Tai Mendenhall

Helping families survive tragedy

Medical family therapist Tai Mendenhall prepares students to bridge the gap between acute and long-term care

Tai Mendenhall has worked as a mental health provider in some of the most difficult situations anyone can imagine—at the heart of the 9/11 attacks, on the ground where hurricanes Katrina and Rita struck, the 2004 East Asian tsunami, the I-35W Bridge collapse, and the 2011 Midwest tornadoes.

He has also worked in places that do not make the news, attending to mental health care needs of victims’ families as well as health care providers in the wake of murders, suicides, and emergency room deaths.

Mendenhall is a medical family therapist and assistant professor in the Department of Family Social Science. In the field now called couple and family therapy (formerly marriage and family therapy), his research, teaching, and public engagement are thoroughly intertwined.

Mendenhall directs the mental health teams in the University’s Medical Reserve Corps, helping to train, supervise, and work collaboratively with a variety of providers, professors, staff, and students in psychological first-aid.

“Fieldwork—whether it’s a large-scale disaster or something comparatively smaller and close to home—brings some of the the hardest clinical work I have ever done,” says Mendenhall. “You’re hearing the worst things you have ever heard and your heart is absolutely breaking, and at the same time you are so inspired with the strength and courage of the human spirit as these families survive and work together.”

By design, both advanced undergrads and graduate students pursuing careers in the mental health professions are involved in these response teams, gaining critical experience.

Mendenhall sees the University of Minnesota as an evolving leader in the country by bridging the worlds of acute and long-term health care in trauma work.

“A lot of folks out there orient their efforts to the immediate needs of patients, families, and communities in the aftermath of a disaster,” he explains, “while many others work in long-term recovery processes and community building. But the two camps often do not talk or coordinate their efforts with each other.”

Here, Mendenhall says colleagues across the department and in public health, social work, family medicine, and psychology, are working in partnership to connect the dots.

“A lot of students are already coming to the Department of Family Social Science and the University of Minnesota because they see us building the bridge between the short-term and long-term.”

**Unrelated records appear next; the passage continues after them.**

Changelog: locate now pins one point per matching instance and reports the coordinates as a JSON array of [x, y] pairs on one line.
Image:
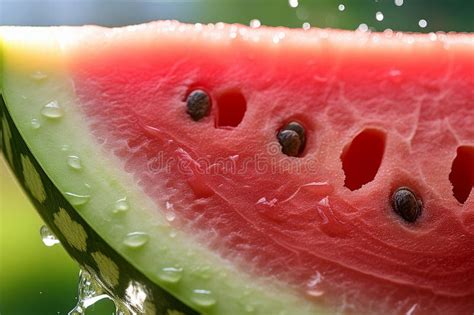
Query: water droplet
[[198, 27], [278, 37], [249, 308], [77, 199], [411, 311], [121, 205], [170, 216], [38, 76], [90, 291], [203, 298], [379, 16], [422, 23], [363, 27], [35, 124], [48, 238], [203, 272], [135, 296], [136, 239], [170, 274], [293, 3], [313, 287], [52, 110], [74, 162], [173, 233], [255, 23]]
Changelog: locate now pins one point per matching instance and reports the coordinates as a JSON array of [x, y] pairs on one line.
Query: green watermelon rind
[[60, 216], [43, 157]]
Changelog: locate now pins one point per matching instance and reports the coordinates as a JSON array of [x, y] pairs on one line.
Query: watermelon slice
[[221, 169]]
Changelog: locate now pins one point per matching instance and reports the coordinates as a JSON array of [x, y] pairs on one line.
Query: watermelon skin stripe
[[90, 249]]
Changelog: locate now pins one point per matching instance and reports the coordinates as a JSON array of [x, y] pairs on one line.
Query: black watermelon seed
[[299, 130], [292, 138], [406, 204], [290, 142], [198, 104]]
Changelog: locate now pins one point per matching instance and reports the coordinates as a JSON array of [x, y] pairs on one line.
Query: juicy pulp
[[293, 220]]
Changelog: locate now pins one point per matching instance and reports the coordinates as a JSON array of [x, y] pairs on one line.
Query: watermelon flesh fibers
[[380, 111]]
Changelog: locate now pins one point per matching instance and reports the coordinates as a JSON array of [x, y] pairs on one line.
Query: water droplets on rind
[[203, 298], [121, 205], [398, 3], [255, 23], [170, 274], [136, 239], [52, 110], [89, 292], [48, 237], [35, 123], [77, 199], [379, 16], [74, 162], [38, 76], [363, 27]]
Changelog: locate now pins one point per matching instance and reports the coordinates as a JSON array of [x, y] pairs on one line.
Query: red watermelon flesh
[[321, 221]]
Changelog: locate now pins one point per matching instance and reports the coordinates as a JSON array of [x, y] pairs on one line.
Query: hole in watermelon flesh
[[462, 173], [231, 107], [361, 159]]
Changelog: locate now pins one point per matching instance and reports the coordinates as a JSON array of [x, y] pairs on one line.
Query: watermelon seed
[[198, 104], [292, 139], [406, 204]]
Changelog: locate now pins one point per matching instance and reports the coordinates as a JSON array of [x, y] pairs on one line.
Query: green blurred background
[[37, 280]]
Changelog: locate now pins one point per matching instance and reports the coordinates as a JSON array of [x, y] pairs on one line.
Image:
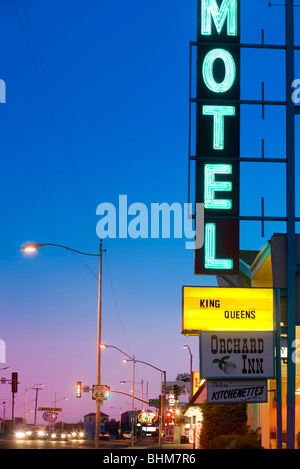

Mendenhall also teaches FSoS 1101, Intimate Relationships. It is the largest and the most popular class that the department offers, each semester enrolling up to 240 students from about 70 different majors.

“Everybody is either in or wants to be in an intimate relationship,” says Mendenhall. “We’ve all experienced the joy of love and the pain of breakups, and we want to learn to have better relationships, to experience all the hopes and dreams we have in our personal lives alongside what we’re going to school for professionally. It’s a joy to teach. If I have it my way, I will teach it until I retire.”

He is now writing a textbook for the course in collaboration with previous teaching assistants, discussion group leaders, graduate students, and alumni.

Mendenhall never would have guessed such a career was ahead when he dropped out of college at age 20. But his father, an orthopedic surgeon originally trained in veterinary medicine, helped connect him to an important environment where he could grow. While working fulltime as a surgical technician, Mendenhall began to explore his options. Eventually he discovered the field of family social science. Later, working on a master’s degree in marriage and family therapy (MFT) at Kansas State, he gravitated toward the toughest cases. He began connecting the worlds of mental health and medicine.

“I’m a complete adrenalin junkie so the clinical cases that nobody else wanted were the ones that I really wanted,” he says. Then he came back to Minnesota for his Ph.D. in MFT, where he used his supportive program to branch out. “I took every single class I could take in medicine, like psychopharmacology and nursing, principles of HMO management, risk analysis, biostatistics, because I wanted to build the bridge.”

After an intensive internship in a psychiatry residency in North Carolina, Mendenhall came back to Minnesota again for a position in the U’s Department of Family Medicine and Community Health. His work and his passion for teaching evolved until the Department of Family Social Science became an even better fit.

“So I left a great gig for an even better one,” he says. “All of it—the teaching, the research, the clinical work—comes together for our students. This is what a university is supposed to do. We’ve got more than 50,000 students here—50,000 lives—50,000 dreams. To have any kind of influence that is that meaningful, to be a part of their learning and growth as they work to follow their hearts and their dreams, is truly an honor and a privilege.”

Away from the U, Mendenhall’s favorite hobby is motorcycles. He says he grew up on them, riding with his dad, and they still go on father/son tours together almost every summer.

“I call them my thera-rides,” says Mendenhall. “You reconnect with the world. In a car you can’t feel the hot and cold pockets of air—you can’t smell the smells or experience the environment in the same way when you’re not out in the open like that. Sometimes I just drop everything and go myself. We are all so busy, and things that rejuvenate us are essential.”